Further Topics

Optimizing GPU-Usage

If a GPU is used (kmeanstf does work also without one, just slower) certain optimizations are possible depending on the size of the GPU memory. These are described below.

Both KMeansTF and TunnelKMeansTF have a parameter max_mem. This parameter is used to decide if for a given k-means problem characterized by data set X[n,d] and number of centroids (parameter cluster_centers, a.k.a. k) the central distance computation (distance of all centroids to all data points) can be performed in one step or has to be done with subsets of the data. For the default data type tf.float32 (4 bytes) this distance computation requires a matrix of size

\[S = n \times d \times k \times 4\]

Therefore, if

\[S > \mbox{max_mem}\]

the data set is split into sufficiently many parts that the above matrix for each part has at most size max_mem and the distances for all parts are computed separately.

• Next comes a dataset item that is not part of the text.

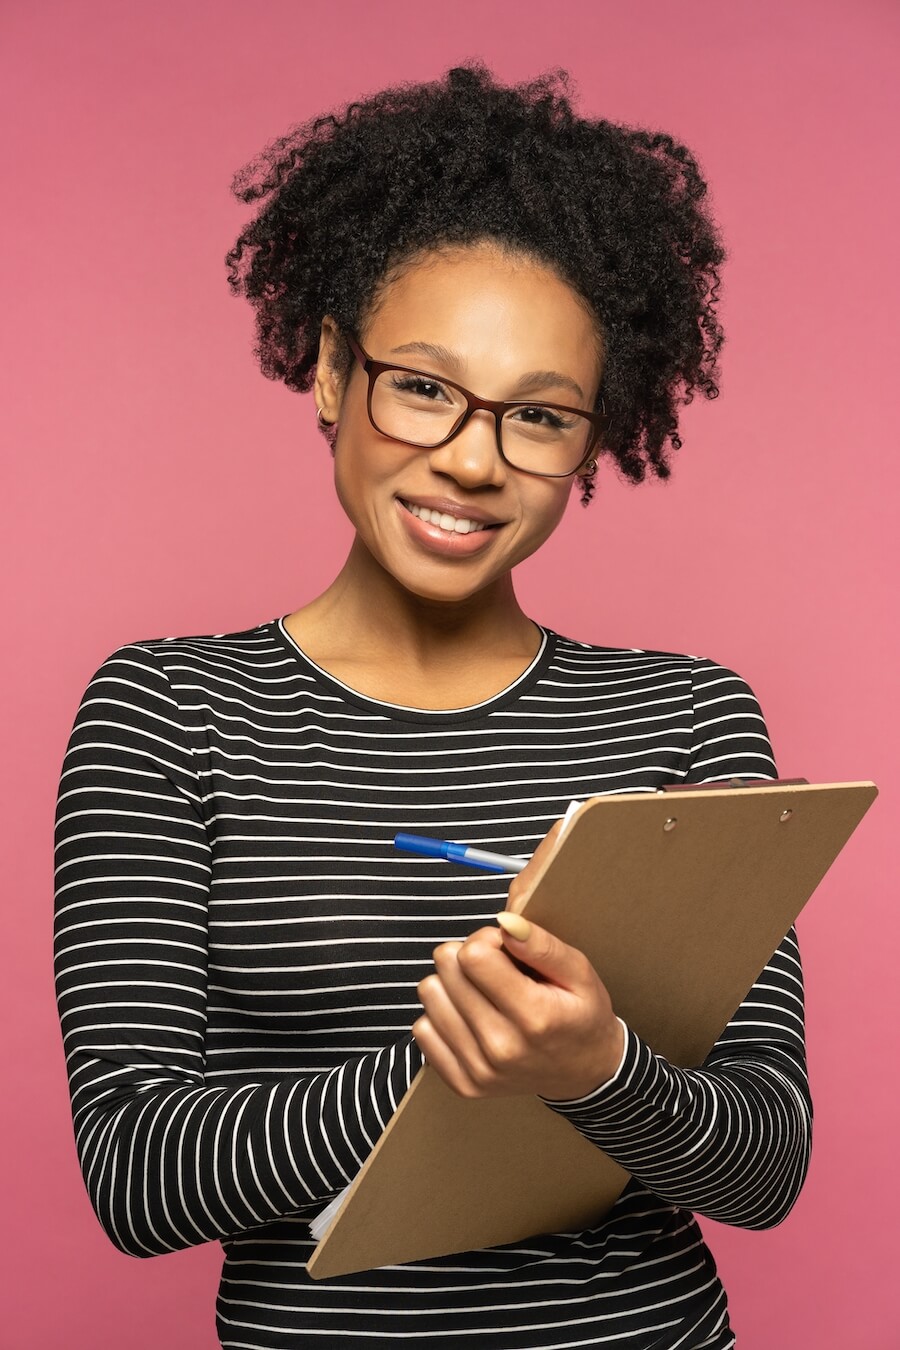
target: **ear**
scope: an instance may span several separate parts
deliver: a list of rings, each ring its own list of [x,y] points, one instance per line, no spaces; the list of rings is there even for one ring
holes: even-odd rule
[[[338,326],[331,315],[326,314],[319,330],[319,356],[314,388],[316,407],[321,408],[323,420],[331,423],[340,419],[344,397],[343,380],[340,375],[340,350]]]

In case of a GPU memory error (which may occur depending on the combination of max_mem value and actual size of the GPU memory) the value of max_mem is reduced by a specific fraction (currently 10%) until a suitable value is found.

This default value (1_800_000_000) for max_mem has been empirically selected for a particular graphics card (NVidia GTX-1060 6GB). It is considerably lower than the available GPU memory (6GB in this case) since also for other computations some GPU-memory is required.

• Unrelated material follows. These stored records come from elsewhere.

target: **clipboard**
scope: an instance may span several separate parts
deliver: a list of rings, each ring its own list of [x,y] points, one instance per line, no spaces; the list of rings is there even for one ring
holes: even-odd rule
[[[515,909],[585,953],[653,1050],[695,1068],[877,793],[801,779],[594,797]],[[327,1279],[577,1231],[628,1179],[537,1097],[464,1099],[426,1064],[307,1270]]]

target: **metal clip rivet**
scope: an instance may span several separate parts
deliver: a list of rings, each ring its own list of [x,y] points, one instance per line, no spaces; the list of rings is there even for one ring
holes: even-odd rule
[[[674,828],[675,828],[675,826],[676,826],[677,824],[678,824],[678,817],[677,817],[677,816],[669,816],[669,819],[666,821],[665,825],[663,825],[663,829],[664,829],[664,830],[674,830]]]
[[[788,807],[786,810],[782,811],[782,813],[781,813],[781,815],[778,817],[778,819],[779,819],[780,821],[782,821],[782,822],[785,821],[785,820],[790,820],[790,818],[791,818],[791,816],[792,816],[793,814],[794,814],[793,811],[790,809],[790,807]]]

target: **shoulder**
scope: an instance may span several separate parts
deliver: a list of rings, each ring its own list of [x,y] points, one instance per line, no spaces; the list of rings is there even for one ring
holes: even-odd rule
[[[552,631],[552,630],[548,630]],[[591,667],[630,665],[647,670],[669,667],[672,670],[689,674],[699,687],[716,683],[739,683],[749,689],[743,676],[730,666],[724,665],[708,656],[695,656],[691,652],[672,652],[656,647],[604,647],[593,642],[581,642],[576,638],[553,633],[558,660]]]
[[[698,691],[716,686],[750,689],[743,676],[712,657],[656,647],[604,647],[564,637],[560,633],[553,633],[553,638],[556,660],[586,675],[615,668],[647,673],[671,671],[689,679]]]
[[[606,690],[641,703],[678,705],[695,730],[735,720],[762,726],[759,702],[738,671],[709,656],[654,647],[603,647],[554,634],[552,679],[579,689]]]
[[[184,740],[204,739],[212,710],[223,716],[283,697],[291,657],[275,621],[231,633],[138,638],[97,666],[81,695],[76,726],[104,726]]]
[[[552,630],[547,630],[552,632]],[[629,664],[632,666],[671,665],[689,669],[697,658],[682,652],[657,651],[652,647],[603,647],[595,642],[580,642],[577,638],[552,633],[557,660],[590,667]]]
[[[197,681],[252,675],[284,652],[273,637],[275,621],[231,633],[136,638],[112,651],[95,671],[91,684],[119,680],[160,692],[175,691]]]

For a much larger or smaller GPU-memory it might make sense to provide a non-default value for the max_mem parameter. By setting the parameter verbose to 1 for KMeansTF or TunnelKMeansTF one can observe messages about splitting the data set or about GPU-errors and can find a suitable value for the graphics card at hand.

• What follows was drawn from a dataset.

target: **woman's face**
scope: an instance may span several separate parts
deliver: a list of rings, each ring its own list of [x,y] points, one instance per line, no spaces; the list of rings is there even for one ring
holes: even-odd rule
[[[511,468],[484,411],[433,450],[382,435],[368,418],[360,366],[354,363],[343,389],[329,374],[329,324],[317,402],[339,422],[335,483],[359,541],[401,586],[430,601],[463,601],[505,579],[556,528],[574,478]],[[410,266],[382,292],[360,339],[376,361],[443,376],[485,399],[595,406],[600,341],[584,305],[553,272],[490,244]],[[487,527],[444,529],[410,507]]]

Differences between kmeanstf and scikit-learns’s KMeans class

The following performance-related functionalities of scikit-learn’s KMeans class were not implemented in KMeansTF and TunnelKMeansTF since kmeanstf provides data parallelism via GPU usage:

  • elkan algorithm (parameter algorithm, value ‘elkan’)
  • support for job-level parallelism (parameter n_jobs)
  • precomputing distances (parameters precompute_distances, copy_x)